En définitive, à mille huit cents bons kilomètres de l’endroit où le Bree avait pris ses quartiers d’hiver, et à quelque cinq cents kilomètres au sud de l’équateur, Lackland ployant sous une demi-gravité de plus, les ruisseaux commencèrent à couler d’une façon visible dans la même direction générale qu’eux-mêmes. Aussi bien Lackland que Barlennan, voulant en être sûrs, laissèrent passer plusieurs jours avant de mentionner le fait. Mais à la fin il ne pouvait plus y avoir de doute : ils étaient bien dans le bassin qui menait à l’océan oriental. Le moral, qui n’avait jamais été bas, monta cependant de façon appréciable. Et l’on put désormais voir sur le toit de la chenillette plusieurs marins aux aguets, espérant à chaque fois qu’ils atteignaient le sommet d’une colline avoir le premier aperçu de la mer. Même Lackland, parfois las au point d’en avoir la nausée, se redressait. Et, parce qu’il avait le plus à gagner, le choc et le découragement qui suivirent furent proportionnellement plus grands pour lui lorsqu’ils aboutirent, sans avertissement, au bord d’une falaise : un précipice presque vertical de plus de vingt mètres s’étendant à perte de vue à angle droit de leur route.
9
DANS L’ABIME
Pendant longtemps, nul ne dit mot. Aussi bien Lackland que Barlennan, qui avaient travaillé avec tant de soin sur les photographies à partir desquelles l’itinéraire de leur expédition avait été préparé, étaient bien trop étonnés pour parler. L’équipage, bien qu’en aucune façon dépourvu d’initiative, décida collectivement et au premier regard d’abandonner ce problème au capitaine et à son ami étranger.
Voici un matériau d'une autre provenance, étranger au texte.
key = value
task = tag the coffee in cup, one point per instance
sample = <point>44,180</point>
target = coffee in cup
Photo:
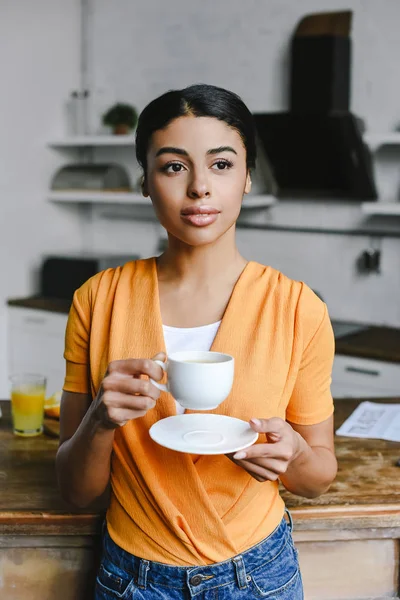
<point>198,380</point>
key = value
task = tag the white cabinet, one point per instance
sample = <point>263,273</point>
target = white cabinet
<point>354,377</point>
<point>36,344</point>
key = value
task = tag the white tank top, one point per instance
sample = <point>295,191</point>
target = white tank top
<point>178,339</point>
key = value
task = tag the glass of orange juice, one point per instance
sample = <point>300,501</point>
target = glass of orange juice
<point>27,403</point>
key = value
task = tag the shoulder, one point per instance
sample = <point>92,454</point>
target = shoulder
<point>103,285</point>
<point>293,296</point>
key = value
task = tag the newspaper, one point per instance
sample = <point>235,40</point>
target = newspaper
<point>373,420</point>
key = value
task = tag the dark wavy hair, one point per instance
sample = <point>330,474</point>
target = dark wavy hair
<point>199,100</point>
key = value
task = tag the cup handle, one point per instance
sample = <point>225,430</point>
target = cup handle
<point>160,386</point>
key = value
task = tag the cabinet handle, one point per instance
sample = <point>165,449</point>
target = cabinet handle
<point>362,371</point>
<point>35,320</point>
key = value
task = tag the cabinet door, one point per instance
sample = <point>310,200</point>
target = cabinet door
<point>36,344</point>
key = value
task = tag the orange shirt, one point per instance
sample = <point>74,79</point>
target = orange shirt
<point>178,508</point>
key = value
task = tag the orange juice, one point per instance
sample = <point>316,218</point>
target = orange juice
<point>27,408</point>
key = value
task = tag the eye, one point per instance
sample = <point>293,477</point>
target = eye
<point>173,167</point>
<point>222,165</point>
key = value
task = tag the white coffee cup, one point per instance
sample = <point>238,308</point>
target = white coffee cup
<point>198,380</point>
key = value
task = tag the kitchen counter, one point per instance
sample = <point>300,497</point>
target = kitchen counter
<point>40,303</point>
<point>370,341</point>
<point>364,341</point>
<point>356,523</point>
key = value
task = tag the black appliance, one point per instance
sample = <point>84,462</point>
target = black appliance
<point>316,149</point>
<point>60,276</point>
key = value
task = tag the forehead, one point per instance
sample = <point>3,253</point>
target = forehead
<point>196,134</point>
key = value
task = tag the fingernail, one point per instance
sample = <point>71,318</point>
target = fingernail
<point>239,455</point>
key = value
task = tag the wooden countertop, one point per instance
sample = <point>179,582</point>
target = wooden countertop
<point>367,487</point>
<point>377,343</point>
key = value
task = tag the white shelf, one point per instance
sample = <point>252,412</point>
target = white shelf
<point>376,140</point>
<point>381,208</point>
<point>93,140</point>
<point>259,201</point>
<point>98,197</point>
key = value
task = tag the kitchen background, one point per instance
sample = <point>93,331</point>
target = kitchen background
<point>133,51</point>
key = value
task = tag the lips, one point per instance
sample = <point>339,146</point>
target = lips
<point>199,216</point>
<point>199,210</point>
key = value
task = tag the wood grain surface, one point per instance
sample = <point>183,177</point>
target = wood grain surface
<point>367,485</point>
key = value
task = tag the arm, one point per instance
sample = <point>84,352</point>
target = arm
<point>300,450</point>
<point>87,428</point>
<point>83,457</point>
<point>314,468</point>
<point>301,456</point>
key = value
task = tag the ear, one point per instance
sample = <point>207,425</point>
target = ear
<point>247,187</point>
<point>143,185</point>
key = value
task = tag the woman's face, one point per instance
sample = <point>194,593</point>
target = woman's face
<point>196,178</point>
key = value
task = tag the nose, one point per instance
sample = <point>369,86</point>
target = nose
<point>199,186</point>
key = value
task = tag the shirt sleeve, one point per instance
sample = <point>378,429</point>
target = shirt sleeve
<point>311,400</point>
<point>76,352</point>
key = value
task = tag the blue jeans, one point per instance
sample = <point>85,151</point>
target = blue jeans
<point>268,570</point>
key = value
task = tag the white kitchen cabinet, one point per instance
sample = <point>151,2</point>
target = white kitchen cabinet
<point>36,344</point>
<point>354,377</point>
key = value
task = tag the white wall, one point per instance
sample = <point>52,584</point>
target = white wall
<point>139,50</point>
<point>39,63</point>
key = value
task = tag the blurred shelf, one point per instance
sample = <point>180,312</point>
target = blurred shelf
<point>259,201</point>
<point>376,140</point>
<point>381,208</point>
<point>93,140</point>
<point>249,202</point>
<point>76,197</point>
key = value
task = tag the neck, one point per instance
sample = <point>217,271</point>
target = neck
<point>205,263</point>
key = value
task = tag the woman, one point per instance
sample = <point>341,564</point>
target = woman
<point>180,525</point>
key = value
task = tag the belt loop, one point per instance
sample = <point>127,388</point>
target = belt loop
<point>240,572</point>
<point>143,568</point>
<point>290,524</point>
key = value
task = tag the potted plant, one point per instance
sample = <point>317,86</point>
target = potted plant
<point>121,117</point>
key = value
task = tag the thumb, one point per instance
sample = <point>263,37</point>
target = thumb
<point>160,356</point>
<point>271,427</point>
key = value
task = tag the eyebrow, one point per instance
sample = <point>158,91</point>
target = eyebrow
<point>182,152</point>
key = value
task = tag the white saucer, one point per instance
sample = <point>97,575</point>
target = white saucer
<point>203,434</point>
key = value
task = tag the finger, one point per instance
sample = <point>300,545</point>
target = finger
<point>279,450</point>
<point>273,428</point>
<point>258,472</point>
<point>136,366</point>
<point>128,385</point>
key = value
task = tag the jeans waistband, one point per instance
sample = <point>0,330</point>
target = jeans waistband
<point>236,568</point>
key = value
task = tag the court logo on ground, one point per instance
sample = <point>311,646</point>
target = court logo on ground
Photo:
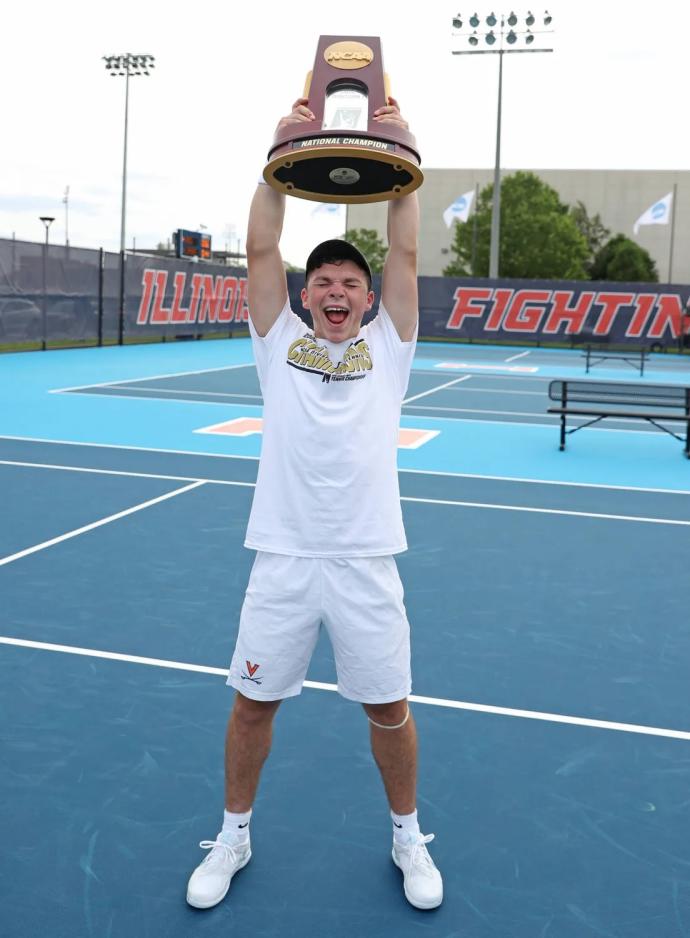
<point>408,437</point>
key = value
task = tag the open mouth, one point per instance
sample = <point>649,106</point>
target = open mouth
<point>336,315</point>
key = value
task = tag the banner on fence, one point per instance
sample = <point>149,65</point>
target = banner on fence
<point>63,293</point>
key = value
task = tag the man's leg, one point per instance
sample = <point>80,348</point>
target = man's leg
<point>247,744</point>
<point>394,745</point>
<point>395,752</point>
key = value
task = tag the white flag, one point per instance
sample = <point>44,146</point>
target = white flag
<point>657,214</point>
<point>460,209</point>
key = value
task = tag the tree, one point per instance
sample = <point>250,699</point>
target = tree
<point>623,260</point>
<point>370,243</point>
<point>593,229</point>
<point>539,238</point>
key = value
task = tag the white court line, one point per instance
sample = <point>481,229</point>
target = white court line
<point>404,498</point>
<point>121,472</point>
<point>317,685</point>
<point>96,524</point>
<point>172,374</point>
<point>141,397</point>
<point>524,379</point>
<point>475,390</point>
<point>433,390</point>
<point>586,485</point>
<point>546,511</point>
<point>426,472</point>
<point>452,475</point>
<point>516,413</point>
<point>138,449</point>
<point>256,397</point>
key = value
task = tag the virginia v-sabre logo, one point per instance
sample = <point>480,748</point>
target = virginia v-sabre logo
<point>306,354</point>
<point>252,668</point>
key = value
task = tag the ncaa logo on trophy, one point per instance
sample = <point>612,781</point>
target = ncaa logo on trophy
<point>342,155</point>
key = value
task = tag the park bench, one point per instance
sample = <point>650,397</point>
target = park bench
<point>634,357</point>
<point>598,400</point>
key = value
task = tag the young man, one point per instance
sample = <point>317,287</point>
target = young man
<point>326,520</point>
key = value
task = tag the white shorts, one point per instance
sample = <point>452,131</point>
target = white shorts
<point>360,602</point>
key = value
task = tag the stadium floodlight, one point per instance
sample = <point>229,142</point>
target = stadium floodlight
<point>127,64</point>
<point>47,221</point>
<point>502,41</point>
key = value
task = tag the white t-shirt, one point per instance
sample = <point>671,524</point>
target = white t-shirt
<point>328,481</point>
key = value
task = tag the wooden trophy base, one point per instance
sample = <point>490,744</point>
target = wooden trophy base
<point>328,171</point>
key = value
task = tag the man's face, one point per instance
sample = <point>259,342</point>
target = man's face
<point>337,296</point>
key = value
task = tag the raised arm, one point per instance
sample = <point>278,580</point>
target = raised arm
<point>399,280</point>
<point>266,280</point>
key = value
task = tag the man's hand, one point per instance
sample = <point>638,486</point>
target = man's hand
<point>300,114</point>
<point>390,114</point>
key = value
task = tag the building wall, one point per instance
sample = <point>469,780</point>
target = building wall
<point>618,196</point>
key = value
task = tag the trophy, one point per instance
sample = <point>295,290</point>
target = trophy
<point>343,155</point>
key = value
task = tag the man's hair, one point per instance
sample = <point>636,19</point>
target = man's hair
<point>334,252</point>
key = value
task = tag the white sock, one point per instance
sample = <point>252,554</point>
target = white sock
<point>405,827</point>
<point>236,826</point>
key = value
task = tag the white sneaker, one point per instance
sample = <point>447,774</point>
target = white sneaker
<point>422,881</point>
<point>210,881</point>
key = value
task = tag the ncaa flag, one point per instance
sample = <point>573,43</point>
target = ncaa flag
<point>460,209</point>
<point>657,214</point>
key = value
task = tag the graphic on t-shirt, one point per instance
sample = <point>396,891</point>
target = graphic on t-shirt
<point>306,354</point>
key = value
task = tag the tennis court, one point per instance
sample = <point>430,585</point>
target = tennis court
<point>548,599</point>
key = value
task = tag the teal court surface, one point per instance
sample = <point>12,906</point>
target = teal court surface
<point>550,611</point>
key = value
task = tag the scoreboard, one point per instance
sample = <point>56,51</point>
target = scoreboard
<point>192,244</point>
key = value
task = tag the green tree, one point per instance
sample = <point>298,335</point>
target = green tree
<point>623,259</point>
<point>596,234</point>
<point>370,243</point>
<point>539,238</point>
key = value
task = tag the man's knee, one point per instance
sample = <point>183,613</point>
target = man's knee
<point>249,714</point>
<point>392,715</point>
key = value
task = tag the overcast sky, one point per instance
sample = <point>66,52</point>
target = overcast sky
<point>612,95</point>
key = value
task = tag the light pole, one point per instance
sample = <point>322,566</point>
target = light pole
<point>497,33</point>
<point>127,64</point>
<point>47,221</point>
<point>65,200</point>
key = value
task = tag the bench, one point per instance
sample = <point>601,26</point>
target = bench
<point>601,399</point>
<point>635,358</point>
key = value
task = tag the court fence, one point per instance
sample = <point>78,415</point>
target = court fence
<point>57,295</point>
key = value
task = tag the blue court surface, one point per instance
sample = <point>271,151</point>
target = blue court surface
<point>550,610</point>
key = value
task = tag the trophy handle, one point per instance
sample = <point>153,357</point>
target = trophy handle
<point>307,84</point>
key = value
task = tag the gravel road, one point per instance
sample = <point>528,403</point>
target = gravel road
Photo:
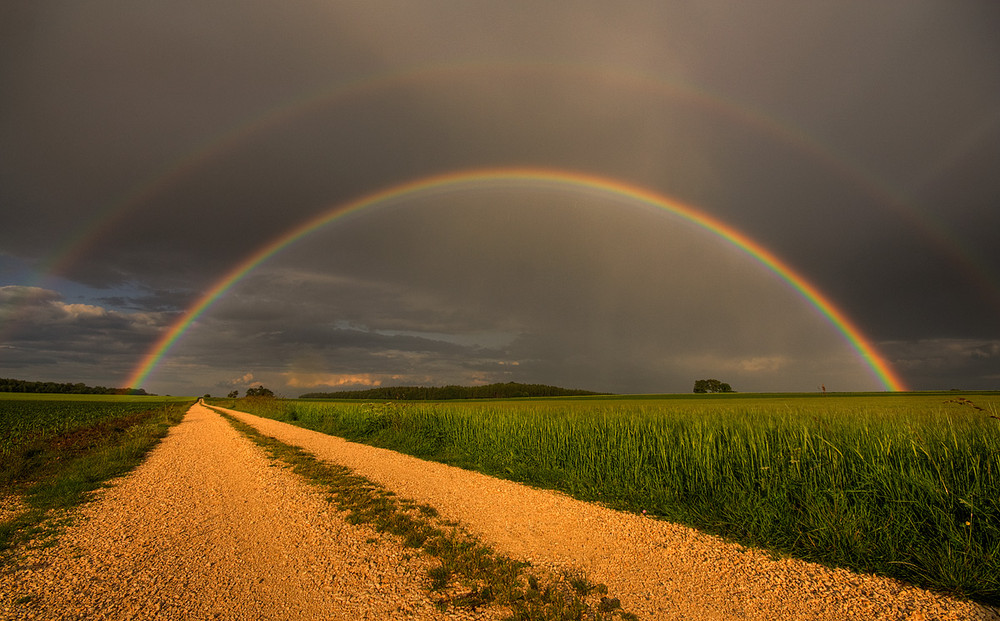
<point>208,528</point>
Barlennan fut le premier à se remettre.
— Comment cela peut-il exister ? Je vois bien que ce n’est pas très haut, par rapport à l’altitude du vaisseau duquel vos images ont été prises, mais n’aurait-il pas dû y avoir une ombre portée sur le terrain en dessous, dans les minutes qui précèdent le crépuscule ?
— Sans doute, Barl, et je ne peux voir qu’une raison pour qu’elle nous ait échappé. Chaque photo, rappelez-vous, couvrait plusieurs kilomètres carrés. Une seule contiendrait tout le territoire que nous pouvons voir d’ici, et plus encore. L’image qui contient cet endroit doit avoir été prise entre l’aube et midi, quand il n’y a pas d’ombre.
— Cette falaise, alors, ne dépasse pas les limites de la photographie en question ?
— Possible. Ou, tout aussi possible, il est arrivé par malchance que deux ou trois prises de vue adjacentes aient été faites le matin … Je ne sais pas au juste quelle était l’orbite de la fusée d’observation. Si, comme je le crois, elle allait d’est en ouest, ce ne serait pas une trop grande coïncidence qu’elle soit passée à la verticale de la falaise plusieurs fois de suite à peu près au même moment du jour … Pourtant, il n’y a pas un grand intérêt à tenter de résoudre cette question. Le vrai problème, puisque la falaise de toute évidence est là, est de savoir comment poursuivre notre voyage.